Robert Smith, frontman of the U.K. rock legends The Cure, is the latest artist to take aim at Ticketmaster for its business model. Tickets for The Cure's upcoming tour went on sale yesterday (March 15), and some fans complained about the fees and additional costs that were tacked on by Ticketmaster to every sale.
In tweets posted early Thursday morning, Smith took the side of disappointed ticketholders. "I am as sickened as you all are by today's Ticketmaster 'fees' debacle," he wrote. "To be very clear: the artist has no way to limit them."
Later, Smith said that resale tickets for the shows had been removed from StubHub "in all markets except NY, Chicago, Denver (i.e, cities in states that have laws protecting scalpers)." Noting that "there are still tickets available - it is just a very slow process," Smith sensibly implied that scalpers would not exist if no one purchased tickets from them.
Smith also said that The Cure had refused to tie their tour sales to Ticketmaster Platinum, the dynamic pricing model which increases ticket costs based on demand. "It is a greedy scam," Smith wrote, "and all artists have the choice not to participate... if no artists participated, it would cease to exist."

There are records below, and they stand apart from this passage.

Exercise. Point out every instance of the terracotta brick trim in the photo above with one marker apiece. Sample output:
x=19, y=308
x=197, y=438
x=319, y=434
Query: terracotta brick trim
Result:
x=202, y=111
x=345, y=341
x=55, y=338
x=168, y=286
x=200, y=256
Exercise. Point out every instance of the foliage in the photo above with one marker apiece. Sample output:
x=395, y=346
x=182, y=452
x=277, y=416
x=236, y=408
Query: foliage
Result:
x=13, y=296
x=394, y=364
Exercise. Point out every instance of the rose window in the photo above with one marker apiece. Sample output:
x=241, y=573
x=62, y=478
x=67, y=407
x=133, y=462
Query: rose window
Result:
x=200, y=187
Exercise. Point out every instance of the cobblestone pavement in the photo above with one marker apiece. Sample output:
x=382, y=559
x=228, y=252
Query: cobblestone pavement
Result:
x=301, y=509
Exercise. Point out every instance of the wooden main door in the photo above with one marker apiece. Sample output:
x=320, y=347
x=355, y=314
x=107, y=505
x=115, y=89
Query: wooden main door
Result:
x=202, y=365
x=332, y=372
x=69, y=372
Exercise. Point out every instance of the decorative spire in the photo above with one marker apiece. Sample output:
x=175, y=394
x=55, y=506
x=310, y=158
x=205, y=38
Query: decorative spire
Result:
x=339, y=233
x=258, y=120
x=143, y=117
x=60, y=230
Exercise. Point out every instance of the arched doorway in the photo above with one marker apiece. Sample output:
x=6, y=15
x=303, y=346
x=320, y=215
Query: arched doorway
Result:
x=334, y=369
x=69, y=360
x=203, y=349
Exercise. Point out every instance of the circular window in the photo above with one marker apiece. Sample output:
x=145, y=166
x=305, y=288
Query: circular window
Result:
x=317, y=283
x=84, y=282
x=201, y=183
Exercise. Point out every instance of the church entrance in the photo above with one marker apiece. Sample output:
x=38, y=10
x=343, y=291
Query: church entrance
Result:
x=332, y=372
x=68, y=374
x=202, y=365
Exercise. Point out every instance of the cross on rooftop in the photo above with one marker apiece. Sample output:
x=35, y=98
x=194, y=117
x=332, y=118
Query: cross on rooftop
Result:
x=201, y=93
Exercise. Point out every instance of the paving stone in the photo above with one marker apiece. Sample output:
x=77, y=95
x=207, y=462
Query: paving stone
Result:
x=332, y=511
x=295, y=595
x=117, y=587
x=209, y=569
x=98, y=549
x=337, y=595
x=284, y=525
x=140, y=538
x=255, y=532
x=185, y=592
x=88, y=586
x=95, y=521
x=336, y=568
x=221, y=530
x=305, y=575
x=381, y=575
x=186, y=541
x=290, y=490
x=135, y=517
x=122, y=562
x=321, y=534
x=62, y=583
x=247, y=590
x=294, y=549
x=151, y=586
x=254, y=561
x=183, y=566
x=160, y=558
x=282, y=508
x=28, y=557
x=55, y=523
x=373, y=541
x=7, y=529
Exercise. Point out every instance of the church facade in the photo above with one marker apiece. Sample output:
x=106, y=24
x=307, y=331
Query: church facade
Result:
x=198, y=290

Pressure is continuing to rise against Ticketmaster on many fronts The Department of Justice has opened an antitrust investigation into Ticketmaster's parent company Live Nation over alleged power abuses, and the company has been roundly condemned for recent botched ticket sales. Bad Bunny fans with tickets were locked out of a Mexico City concert after what Ticketmaster claims was vast fraud (the company has been fined millions by the Mexican government) and a wave of potential Taylor Swift ticket buyers led to crashed Ticketmaster servers, the cancellation of the sale, a lawsuit, and a Senate subcommittee hearing.